Tengamos en cuenta que la eminencia de una doctrina, que caracteriza esencialmente el carisma de los Doctores de la Iglesia, se mide por su influjo y difusión. El hecho de que los textos de san Ignacio -en sus Ejercicios Espirituales, en sus escritos autobiográficos (autobiografia, diario espiritual), en sus cartas de distinto carácter, unas particulares y otras dirigidas a la Compañía de Jesús como Superior suyo, y en las mismas Constituciones de la Compañía, redactadas bajo su responsabilidad de prepósito general de la Orden por él fundada- no ofrezcan dudas en su autenticidad, y hayan sido ejemplarmente editadas reiteradamente en ediciones críticas de máxima solvencia, ha motivado que, según el parecer de competentes y expertos conocedores de estas cuestiones, un proceso canónico para su declaración como Doctor de la Iglesia no presentaría dificultad alguna.
Los carismas de la verdad y de la conformidad con la fe católica
Paulo VI habla de los carismas de la verdad y de la conformidad con la fe católica en santa Teresa de Jesús, que atribuye al influjo de la divina inspiración y a una iniciativa divina extraordinaria.
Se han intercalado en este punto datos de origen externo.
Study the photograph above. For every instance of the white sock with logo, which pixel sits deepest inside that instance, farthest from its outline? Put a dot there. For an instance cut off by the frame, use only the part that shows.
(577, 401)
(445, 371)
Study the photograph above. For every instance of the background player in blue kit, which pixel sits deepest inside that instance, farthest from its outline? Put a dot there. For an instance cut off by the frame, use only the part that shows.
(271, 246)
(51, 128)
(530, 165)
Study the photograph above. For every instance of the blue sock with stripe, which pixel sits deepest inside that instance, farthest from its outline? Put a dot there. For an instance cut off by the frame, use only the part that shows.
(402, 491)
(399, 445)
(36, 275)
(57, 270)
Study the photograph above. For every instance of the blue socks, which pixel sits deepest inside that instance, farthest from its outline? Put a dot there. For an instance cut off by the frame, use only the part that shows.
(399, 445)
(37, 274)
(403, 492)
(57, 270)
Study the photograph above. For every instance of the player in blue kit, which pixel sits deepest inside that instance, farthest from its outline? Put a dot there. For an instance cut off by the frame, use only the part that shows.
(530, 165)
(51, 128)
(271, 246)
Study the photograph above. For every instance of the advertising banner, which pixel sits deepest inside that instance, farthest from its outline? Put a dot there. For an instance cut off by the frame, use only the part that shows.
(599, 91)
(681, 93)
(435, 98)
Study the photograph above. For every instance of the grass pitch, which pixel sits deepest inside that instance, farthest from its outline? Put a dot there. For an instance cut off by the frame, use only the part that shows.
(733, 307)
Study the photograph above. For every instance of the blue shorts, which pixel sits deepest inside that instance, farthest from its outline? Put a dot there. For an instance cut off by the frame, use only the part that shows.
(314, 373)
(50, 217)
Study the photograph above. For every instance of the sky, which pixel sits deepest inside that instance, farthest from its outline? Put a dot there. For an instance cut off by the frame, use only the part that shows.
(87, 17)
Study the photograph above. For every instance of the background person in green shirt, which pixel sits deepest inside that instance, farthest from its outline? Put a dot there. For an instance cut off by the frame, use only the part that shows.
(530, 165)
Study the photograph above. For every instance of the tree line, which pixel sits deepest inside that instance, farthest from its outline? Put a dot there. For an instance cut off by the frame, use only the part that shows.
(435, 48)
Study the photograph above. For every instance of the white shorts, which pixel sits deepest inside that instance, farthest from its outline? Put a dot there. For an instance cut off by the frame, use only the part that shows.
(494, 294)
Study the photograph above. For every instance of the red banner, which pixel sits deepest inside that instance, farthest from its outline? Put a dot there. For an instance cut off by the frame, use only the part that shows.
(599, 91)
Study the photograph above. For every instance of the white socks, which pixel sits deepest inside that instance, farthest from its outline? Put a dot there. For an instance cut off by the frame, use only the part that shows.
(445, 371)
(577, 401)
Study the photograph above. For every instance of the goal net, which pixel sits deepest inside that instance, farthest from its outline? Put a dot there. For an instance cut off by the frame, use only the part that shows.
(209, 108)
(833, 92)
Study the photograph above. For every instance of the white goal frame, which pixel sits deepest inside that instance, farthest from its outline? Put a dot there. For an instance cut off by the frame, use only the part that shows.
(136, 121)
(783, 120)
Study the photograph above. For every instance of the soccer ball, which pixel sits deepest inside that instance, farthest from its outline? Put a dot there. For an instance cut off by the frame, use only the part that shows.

Lo mismo hemos de reconocer en san Ignacio de Loyola y, en especial, en sus Ejercicios Espirituales. Advirtamos que, para definir el contenido de lo que Dios le dio a entender en la «ilustración del Cardoner», san Ignacio habla de «cosas espirituales y de fe y de letras». Es decir, no sólo del mensaje práctico sobre la vida, sino también del Misterio creído con fe teologal, y de muchos conocimientos verdaderos y ciertos «de letras», es decir, que son materias que estudian las ciencias humanas, pero que son también más profundamente entendidas desde Dios por el don de ciencia y sobre las que, por la palabra de ciencia, el fiel dotado a quien se da este carisma habla, con seguridad y certeza, recibidas por aquella comunicación divina. Esta presencia en los Ejercicios Espirituales no sólo de una doctrina práctica sobre la vida espiritual, que es su contenido inmediato, sino de las verdades de la fe católica, y de verdades por su contenido «naturales» o humanas, que están sentidas y juzgadas desde la fe y en orden a ella, lo advirtió Francisco Suárez al tratar de «la doctrina de los Ejercicios»:
«Esta doctrina es más práctica que especulativa. Siempre,
sin embargo, brilla en ella la sana doctrina. Nadie puede
poner en duda algo contenido en el libro: pues todas las
cosas están tomadas, o bien de principios ciertos y dogmáticos,
o bien de la doctrina más recibida de los teólogos. Hay que
advertir que aquella obra, en sí misma y por su
finalidad, no se destina a transmitir doctrina teológica
(...) pero debiendo suponer toda meditación para ser útil, la
verdad sobre la materia a que se dedica, por esto en
esta obra y en cada uno de los Ejercicios se supone la
verdad de la historia, cuando en ella se funda, como
ocurre en todos los Ejercicios acerca de la vida de Cristo
Nuestro señor, o del pecado de los ángeles, o de la caída del
primer hombre, y otros semejantes. En otros Ejercicios que tratan
del premio de los buenos o del castigo de los réprobos, o de
Dios mismo o de sus beneficios, o del amor que le es debido,
siempre está presupuesto el fundamento de la fe, y casi no se
funda más que en él. Y si algo se añade, se apoya en una
experiencia cierta, o está tomado de la doctrina de los Padres».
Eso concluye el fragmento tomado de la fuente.